Les résultats de cette étude mettent non seulement en lumière un événement climatique historique important, mais améliorent également notre compréhension de la dynamique climatique qui peut conduire à de telles conditions extrêmes.
Alors que le monde continue de lutter contre le changement climatique, les enseignements du passé deviennent de plus en plus cruciaux pour prévoir et se préparer aux anomalies climatiques futures.
Comment cela se compare-t-il aux récents événements météorologiques extrêmes ?
Ces dernières années, la fréquence et l’intensité des phénomènes météorologiques extrêmes ont augmenté en raison du changement climatique.
La planète a connu des vagues de chaleur sans précédent sur terre et dans les océans, de graves inondations, des années de sécheresse, des incendies de forêt extrêmes et des inondations généralisées lors des ouragans.
Ces événements deviennent plus fréquents et plus intenses à mesure que les températures de l'air et des océans sur Terre se réchauffent, affectant le cycle de l'eau, les changements climatiques et la fonte des glaces terrestres.
Par exemple, les sept dernières années sont en passe d’être les plus chaudes jamais enregistrées, avec une élévation mondiale du niveau de la mer qui s’accélère depuis 2013 pour atteindre de nouveaux sommets en 2021.

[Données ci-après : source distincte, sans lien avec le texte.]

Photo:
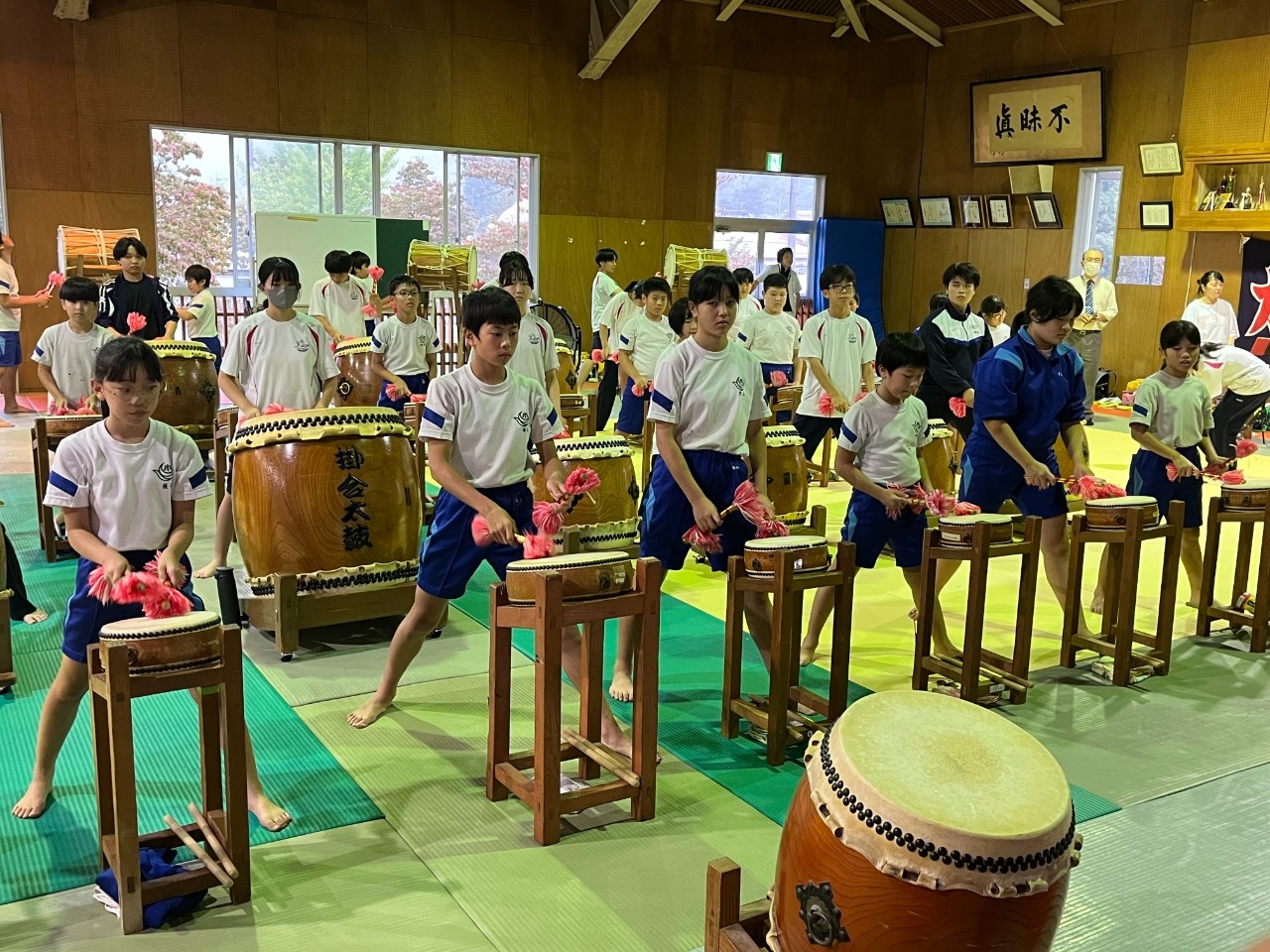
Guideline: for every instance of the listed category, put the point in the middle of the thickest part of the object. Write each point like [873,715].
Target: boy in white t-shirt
[837,348]
[273,357]
[404,345]
[879,447]
[476,422]
[338,301]
[66,353]
[640,345]
[127,488]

Cela contraste fortement avec les conditions froides et glaciales de 1740. Les récents événements météorologiques extrêmes ont été caractérisés par des températures élevées et des précipitations intenses, entraînant des incendies et des inondations dévastatrices.

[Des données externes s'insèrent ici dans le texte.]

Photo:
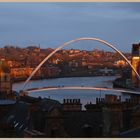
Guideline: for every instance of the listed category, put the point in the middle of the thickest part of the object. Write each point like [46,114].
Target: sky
[52,24]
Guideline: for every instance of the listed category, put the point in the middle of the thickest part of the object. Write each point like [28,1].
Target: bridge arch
[73,41]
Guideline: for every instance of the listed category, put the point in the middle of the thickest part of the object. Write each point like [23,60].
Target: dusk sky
[52,24]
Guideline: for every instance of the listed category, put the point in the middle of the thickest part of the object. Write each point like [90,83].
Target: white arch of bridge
[73,41]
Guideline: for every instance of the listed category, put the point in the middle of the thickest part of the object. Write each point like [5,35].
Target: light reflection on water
[86,96]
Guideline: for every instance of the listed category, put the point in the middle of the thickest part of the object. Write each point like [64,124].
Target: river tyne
[85,96]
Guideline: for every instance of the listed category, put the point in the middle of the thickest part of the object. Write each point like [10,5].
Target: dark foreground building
[37,117]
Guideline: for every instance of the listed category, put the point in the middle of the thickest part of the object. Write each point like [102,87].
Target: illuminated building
[5,80]
[136,63]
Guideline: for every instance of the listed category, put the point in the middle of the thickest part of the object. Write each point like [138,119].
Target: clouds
[51,24]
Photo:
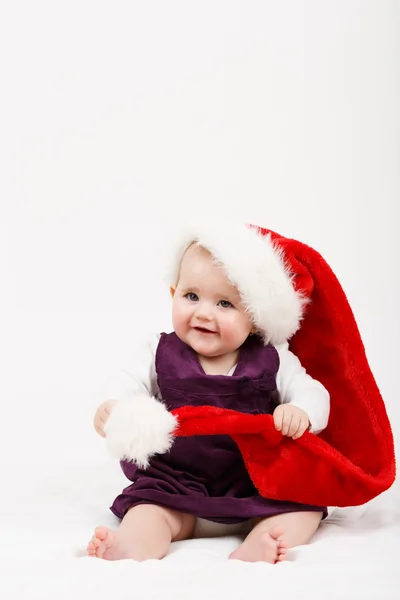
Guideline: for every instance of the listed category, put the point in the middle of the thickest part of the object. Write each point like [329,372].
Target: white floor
[49,515]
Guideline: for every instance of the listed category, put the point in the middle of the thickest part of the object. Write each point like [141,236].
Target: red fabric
[352,460]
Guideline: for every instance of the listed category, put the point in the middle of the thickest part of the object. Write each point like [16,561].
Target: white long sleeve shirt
[294,385]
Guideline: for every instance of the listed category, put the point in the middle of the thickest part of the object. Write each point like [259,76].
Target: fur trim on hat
[138,428]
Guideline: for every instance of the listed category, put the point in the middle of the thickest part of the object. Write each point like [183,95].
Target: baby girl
[228,349]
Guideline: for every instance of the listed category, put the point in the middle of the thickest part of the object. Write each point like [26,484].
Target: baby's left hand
[291,420]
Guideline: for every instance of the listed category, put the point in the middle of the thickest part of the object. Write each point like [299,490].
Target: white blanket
[49,517]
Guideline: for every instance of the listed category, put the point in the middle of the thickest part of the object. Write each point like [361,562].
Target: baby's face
[207,311]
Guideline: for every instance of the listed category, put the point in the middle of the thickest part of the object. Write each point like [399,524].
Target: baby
[216,356]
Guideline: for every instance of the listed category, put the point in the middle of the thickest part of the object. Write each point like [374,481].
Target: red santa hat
[292,295]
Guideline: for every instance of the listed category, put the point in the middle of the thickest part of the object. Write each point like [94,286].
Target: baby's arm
[138,377]
[305,402]
[138,424]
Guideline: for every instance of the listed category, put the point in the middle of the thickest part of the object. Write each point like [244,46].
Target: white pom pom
[138,428]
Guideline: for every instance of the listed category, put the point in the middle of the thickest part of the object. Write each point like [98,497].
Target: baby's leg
[145,532]
[272,537]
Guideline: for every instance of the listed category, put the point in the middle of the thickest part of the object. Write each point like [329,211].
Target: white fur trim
[138,428]
[256,266]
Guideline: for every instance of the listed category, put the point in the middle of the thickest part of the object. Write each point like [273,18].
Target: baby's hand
[291,420]
[102,414]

Comparaison des événements climatiques historiques et contemporains
L’événement froid de 1740 a été principalement influencé par la variabilité naturelle du climat, comme la phase négative de l’oscillation nord-atlantique et peut-être une éruption volcanique.

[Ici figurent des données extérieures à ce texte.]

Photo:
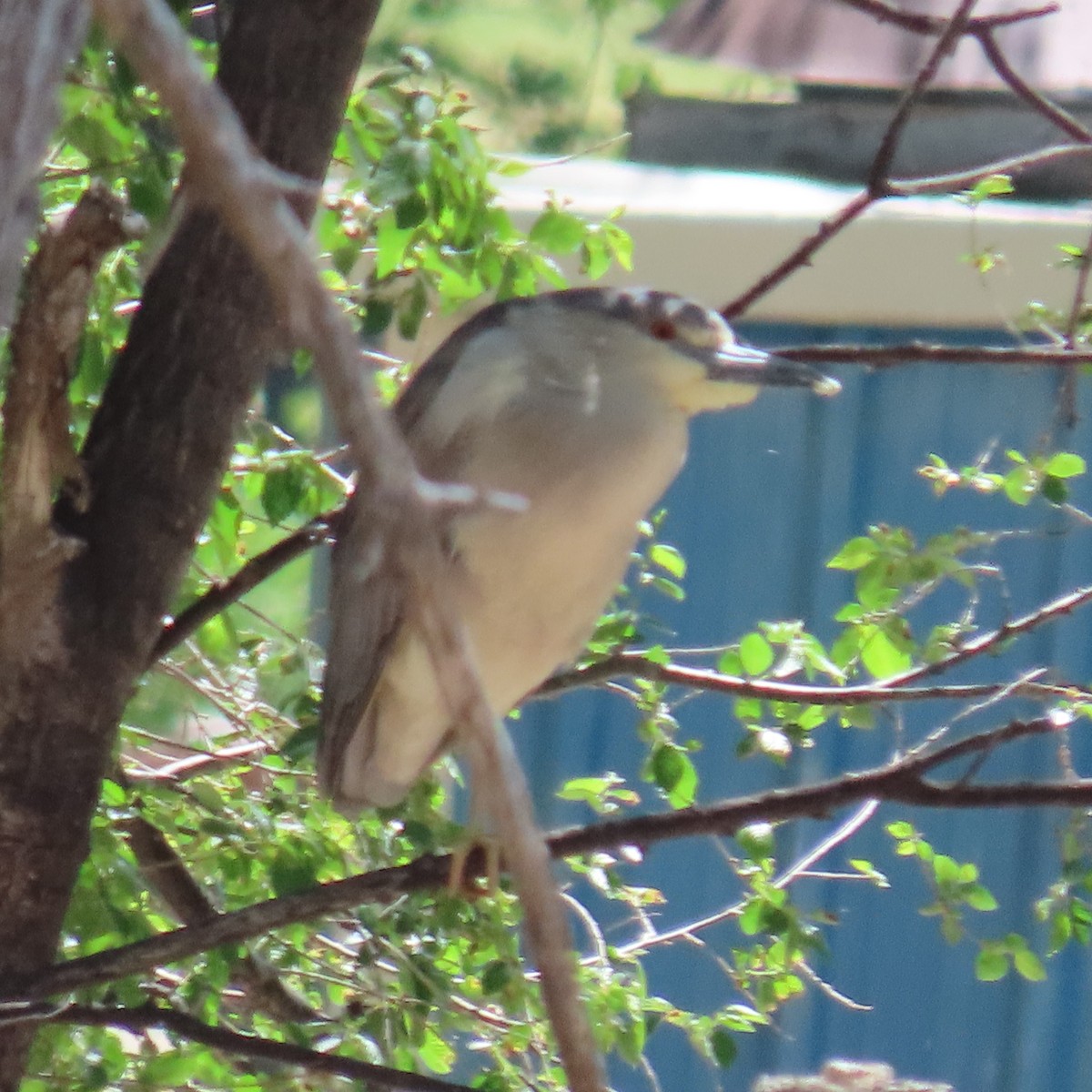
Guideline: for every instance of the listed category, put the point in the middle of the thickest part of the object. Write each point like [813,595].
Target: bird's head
[686,349]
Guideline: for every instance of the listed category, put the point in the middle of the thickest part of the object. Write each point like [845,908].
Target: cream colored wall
[710,235]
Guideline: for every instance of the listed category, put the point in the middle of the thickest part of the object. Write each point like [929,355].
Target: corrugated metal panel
[768,495]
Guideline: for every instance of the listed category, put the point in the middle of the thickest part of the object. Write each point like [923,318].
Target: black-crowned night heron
[577,402]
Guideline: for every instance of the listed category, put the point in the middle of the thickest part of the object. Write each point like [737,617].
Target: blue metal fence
[767,497]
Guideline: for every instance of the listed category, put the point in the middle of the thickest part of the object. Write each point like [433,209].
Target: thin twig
[637,664]
[1020,86]
[916,23]
[257,569]
[894,356]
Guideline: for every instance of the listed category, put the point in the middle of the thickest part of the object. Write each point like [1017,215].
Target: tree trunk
[37,38]
[158,445]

En revanche, les phénomènes météorologiques extrêmes contemporains sont largement provoqués par le changement climatique induit par l’homme, les émissions de gaz à effet de serre jouant un rôle important dans la modification du système climatique.
De 2000 à 2019, il y a eu 7 348 catastrophes naturelles majeures, soit une augmentation significative par rapport aux 4 212 catastrophes naturelles enregistrées de 1980 à 1999.
Ces récentes catastrophes ont entraîné des pertes économiques et des décès considérables, mettant en évidence les risques croissants associés au changement climatique.
L’importance de comprendre les climats passés et présents
Comprendre des événements historiques comme le gel de 1740 aide les scientifiques à mieux comprendre la variabilité naturelle du système climatique et son potentiel à provoquer des conditions extrêmes.
La comparaison de ces événements avec les phénomènes climatiques récents souligne l’impact des activités humaines sur le climat et l’urgence de lutter contre le changement climatique.
Les enseignements tirés de l’étude des événements climatiques passés sont cruciaux pour améliorer nos modèles prédictifs et se préparer aux futurs événements météorologiques extrêmes.
Alors que nous continuons à être témoins des effets du changement climatique, il devient de plus en plus important de tirer les leçons de l’histoire pour atténuer les défis à venir et s’y adapter.